First, NATO should reinforce its ability to protect its territory, population, and regional interests. This requires military capabilities to project force, ensure the security of energy supplies, and conduct operations despite the threat or use of nuclear weapons. This requires missile defenses that can protect Alliance territory and deployed forces. This requires command and control and logistical arrangements, perhaps taking advantage of existing U.S. and French bases in the Gulf countries.
Second, NATO should strengthen security relations with countries in its Mediterranean Dialogue and Istanbul Cooperation Initiative, particularly Egypt, Iraq, Israel, Jordan, Saudi Arabia, and the states in the Gulf Cooperation Council. Consultations on the security risks of Iran’s nuclear activities would be a first step. Subsequent steps could include exercises, combined contingency planning, and deploying missile defenses that can extend protection to regional partners and interoperate with their own defenses. Cooperation will need to be expanded carefully and quietly, as some countries may not want to be seen as too close to NATO — or to Israel as one of NATO’s partners.

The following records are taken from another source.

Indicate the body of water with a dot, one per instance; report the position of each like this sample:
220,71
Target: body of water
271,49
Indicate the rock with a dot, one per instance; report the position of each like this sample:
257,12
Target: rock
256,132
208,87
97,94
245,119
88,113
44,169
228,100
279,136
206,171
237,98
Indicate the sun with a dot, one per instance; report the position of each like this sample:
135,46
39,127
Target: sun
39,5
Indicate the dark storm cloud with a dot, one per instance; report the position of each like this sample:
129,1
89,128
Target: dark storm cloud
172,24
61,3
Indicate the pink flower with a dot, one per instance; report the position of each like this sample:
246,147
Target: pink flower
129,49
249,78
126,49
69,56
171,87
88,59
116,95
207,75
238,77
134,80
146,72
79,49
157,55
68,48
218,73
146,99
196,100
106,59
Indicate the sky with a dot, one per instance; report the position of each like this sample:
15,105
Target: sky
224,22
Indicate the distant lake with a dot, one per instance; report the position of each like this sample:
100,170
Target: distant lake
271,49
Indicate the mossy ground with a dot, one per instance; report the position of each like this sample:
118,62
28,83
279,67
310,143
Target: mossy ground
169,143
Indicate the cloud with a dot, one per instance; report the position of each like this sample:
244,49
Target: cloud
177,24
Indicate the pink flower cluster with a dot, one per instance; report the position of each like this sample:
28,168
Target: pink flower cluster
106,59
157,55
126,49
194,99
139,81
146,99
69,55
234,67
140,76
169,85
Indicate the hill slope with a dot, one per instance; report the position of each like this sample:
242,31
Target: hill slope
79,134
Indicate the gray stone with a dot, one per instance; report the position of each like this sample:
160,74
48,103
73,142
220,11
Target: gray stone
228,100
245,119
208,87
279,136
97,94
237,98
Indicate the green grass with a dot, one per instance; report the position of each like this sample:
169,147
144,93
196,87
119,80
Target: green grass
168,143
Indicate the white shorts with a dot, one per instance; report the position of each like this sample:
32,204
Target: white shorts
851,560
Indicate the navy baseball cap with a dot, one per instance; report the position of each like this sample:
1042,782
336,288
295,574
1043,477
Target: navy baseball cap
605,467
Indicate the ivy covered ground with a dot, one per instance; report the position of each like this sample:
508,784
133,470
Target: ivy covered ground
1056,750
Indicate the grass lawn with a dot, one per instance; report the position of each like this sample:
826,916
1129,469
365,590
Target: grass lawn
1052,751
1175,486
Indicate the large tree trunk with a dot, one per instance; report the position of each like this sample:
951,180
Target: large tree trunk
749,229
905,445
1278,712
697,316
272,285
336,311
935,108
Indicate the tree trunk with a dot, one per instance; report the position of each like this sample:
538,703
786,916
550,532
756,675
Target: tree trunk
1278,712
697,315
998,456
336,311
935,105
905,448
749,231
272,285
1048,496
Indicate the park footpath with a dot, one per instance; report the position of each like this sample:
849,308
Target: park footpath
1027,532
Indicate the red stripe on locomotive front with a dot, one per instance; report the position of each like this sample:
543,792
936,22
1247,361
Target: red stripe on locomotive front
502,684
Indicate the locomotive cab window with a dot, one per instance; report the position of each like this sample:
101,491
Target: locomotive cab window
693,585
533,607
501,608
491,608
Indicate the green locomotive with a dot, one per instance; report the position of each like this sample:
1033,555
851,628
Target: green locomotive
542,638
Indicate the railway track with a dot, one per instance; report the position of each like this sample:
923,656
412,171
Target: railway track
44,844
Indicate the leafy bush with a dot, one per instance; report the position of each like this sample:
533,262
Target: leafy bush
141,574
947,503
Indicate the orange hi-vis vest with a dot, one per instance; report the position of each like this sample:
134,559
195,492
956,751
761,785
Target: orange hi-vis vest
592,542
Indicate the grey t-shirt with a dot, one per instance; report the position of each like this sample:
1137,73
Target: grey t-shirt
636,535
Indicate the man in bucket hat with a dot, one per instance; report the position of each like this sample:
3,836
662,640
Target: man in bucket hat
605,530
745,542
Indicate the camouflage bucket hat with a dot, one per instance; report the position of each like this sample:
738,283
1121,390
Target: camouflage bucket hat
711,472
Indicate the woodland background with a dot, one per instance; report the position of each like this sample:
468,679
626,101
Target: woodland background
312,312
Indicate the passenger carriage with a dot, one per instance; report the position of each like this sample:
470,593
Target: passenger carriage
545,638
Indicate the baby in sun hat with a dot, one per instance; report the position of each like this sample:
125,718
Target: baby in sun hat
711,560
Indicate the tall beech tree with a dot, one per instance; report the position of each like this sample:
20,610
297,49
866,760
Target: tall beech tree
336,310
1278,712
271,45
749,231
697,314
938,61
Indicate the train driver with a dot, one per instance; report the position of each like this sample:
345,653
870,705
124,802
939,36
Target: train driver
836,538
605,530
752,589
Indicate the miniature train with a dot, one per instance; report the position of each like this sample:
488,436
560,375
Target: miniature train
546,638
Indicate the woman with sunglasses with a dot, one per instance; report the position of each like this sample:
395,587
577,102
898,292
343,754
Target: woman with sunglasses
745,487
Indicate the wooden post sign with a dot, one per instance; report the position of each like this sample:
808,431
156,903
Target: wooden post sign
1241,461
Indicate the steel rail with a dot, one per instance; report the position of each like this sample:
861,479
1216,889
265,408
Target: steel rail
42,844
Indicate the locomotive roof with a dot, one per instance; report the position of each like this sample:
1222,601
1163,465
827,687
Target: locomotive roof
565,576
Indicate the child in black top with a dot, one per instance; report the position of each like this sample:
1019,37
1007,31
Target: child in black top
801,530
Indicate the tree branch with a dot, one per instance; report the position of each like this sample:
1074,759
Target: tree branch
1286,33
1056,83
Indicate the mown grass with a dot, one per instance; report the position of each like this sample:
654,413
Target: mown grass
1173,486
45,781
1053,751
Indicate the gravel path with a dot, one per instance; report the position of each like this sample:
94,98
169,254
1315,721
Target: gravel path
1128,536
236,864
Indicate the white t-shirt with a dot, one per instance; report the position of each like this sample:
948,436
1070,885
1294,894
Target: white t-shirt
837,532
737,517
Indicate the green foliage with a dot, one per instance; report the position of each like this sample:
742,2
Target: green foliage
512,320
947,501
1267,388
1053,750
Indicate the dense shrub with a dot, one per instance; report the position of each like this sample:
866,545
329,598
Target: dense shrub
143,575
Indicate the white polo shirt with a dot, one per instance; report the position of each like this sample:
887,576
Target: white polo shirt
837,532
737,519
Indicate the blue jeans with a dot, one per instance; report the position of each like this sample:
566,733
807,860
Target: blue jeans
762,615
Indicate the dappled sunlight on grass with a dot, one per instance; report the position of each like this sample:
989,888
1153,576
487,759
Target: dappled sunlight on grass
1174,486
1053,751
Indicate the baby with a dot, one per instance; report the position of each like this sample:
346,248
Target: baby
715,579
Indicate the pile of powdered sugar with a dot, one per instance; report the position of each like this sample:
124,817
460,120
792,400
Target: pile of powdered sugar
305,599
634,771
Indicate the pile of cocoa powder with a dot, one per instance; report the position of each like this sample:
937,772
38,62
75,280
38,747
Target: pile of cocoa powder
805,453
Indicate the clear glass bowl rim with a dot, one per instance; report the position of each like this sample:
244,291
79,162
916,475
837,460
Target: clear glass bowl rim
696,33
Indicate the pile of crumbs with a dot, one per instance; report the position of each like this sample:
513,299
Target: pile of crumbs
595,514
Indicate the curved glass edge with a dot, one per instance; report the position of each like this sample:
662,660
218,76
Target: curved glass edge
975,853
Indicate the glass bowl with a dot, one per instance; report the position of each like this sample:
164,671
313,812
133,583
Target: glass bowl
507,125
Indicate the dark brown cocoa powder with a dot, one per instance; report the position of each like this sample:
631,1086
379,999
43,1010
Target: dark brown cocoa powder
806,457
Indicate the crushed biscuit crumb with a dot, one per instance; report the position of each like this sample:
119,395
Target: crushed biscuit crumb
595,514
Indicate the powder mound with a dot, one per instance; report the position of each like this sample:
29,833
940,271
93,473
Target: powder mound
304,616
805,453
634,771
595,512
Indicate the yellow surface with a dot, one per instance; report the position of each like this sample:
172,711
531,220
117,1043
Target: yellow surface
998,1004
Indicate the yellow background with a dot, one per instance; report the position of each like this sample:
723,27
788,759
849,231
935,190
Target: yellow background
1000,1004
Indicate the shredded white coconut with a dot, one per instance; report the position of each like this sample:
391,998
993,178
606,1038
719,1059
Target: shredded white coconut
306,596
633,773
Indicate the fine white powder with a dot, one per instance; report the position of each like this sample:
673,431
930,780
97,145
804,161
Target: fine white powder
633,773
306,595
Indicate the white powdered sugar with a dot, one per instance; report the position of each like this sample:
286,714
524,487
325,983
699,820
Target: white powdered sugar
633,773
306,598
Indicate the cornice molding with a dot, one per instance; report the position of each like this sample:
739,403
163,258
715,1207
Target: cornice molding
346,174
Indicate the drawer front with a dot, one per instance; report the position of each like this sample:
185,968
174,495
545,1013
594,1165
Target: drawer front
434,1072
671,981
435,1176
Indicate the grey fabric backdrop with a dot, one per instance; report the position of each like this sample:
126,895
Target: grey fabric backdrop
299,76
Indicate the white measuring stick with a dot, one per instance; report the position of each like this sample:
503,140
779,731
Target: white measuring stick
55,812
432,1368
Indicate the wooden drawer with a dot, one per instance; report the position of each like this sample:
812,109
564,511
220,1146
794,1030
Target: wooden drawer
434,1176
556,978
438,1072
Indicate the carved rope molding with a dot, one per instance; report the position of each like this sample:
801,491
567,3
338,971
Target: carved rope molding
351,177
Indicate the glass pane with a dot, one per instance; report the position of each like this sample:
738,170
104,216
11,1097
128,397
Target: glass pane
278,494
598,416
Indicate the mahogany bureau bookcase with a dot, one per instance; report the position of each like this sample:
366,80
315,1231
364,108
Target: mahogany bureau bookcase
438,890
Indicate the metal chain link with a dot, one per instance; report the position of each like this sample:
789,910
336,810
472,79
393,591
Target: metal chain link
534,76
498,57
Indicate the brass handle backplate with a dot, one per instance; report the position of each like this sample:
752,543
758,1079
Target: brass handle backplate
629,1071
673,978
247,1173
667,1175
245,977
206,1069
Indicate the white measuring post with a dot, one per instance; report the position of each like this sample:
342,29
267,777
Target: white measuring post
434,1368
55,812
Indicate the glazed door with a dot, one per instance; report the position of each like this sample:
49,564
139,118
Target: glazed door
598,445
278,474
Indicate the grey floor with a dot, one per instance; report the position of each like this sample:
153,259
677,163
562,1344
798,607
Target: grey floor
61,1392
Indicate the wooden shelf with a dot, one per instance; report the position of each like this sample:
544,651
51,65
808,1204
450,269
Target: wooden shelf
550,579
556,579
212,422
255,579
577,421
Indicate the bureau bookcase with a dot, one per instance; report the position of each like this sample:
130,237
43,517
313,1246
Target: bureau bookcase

Third, NATO should act to discourage further proliferation. Strong security relations with the countries most exposed can reduce their incentives to proliferate. Iran must also be denied any benefit from its nuclear arms. Other would-be proliferants should see that treaty violations bring penalties instead of prestige, sanctions instead of security, and isolation instead of influence. A concerted effort to deny Iran any nuclear benefit can also create conditions to “rollback” its weapons program under a future leadership that seeks more positive relations with NATO countries.
Finally, NATO should consider the impact on its own nuclear policy. NATO allies have already dramatically reduced their nuclear forces, particularly in Europe, and most are attracted by the vision of a nuclear free world. However, the Alliance cannot rush to become nuclear free when nuclear dangers mount in the range of the Shahab 3 or future Iranian missiles. NATO’s nuclear forces may still have an important contribution to make in deterring Iran’s leaders from trying to exploit new nuclear arms and in reassuring allies and partners who might otherwise seek their own atom bombs. NATO’s nuclear weapons helped prevent nuclear proliferation during the Cold War; they may play a similar role now, in a very different context and at much reduced levels.
Confronting the prospect of a nuclear-armed Iran will not be easy for the 28 allies. Not all are equally concerned, and none want to signal that diplomacy will fail. NATO is consumed by Afghanistan, where success is important for the region and the Alliance. Yet a nuclear-armed Iran will pose a direct threat, one that NATO cannot ignore.
Gregory L. Schulte was U.S. ambassador to the International Atomic Energy Agency from 2005 to 2009 and worked at NATO Headquarters on crisis management and nuclear planning from 1992 to 1998. These are his personal views and not those of the U.S. government or National Defense University, where he is a visiting fellow at the Center for the Study of Weapons of Mass Destruction.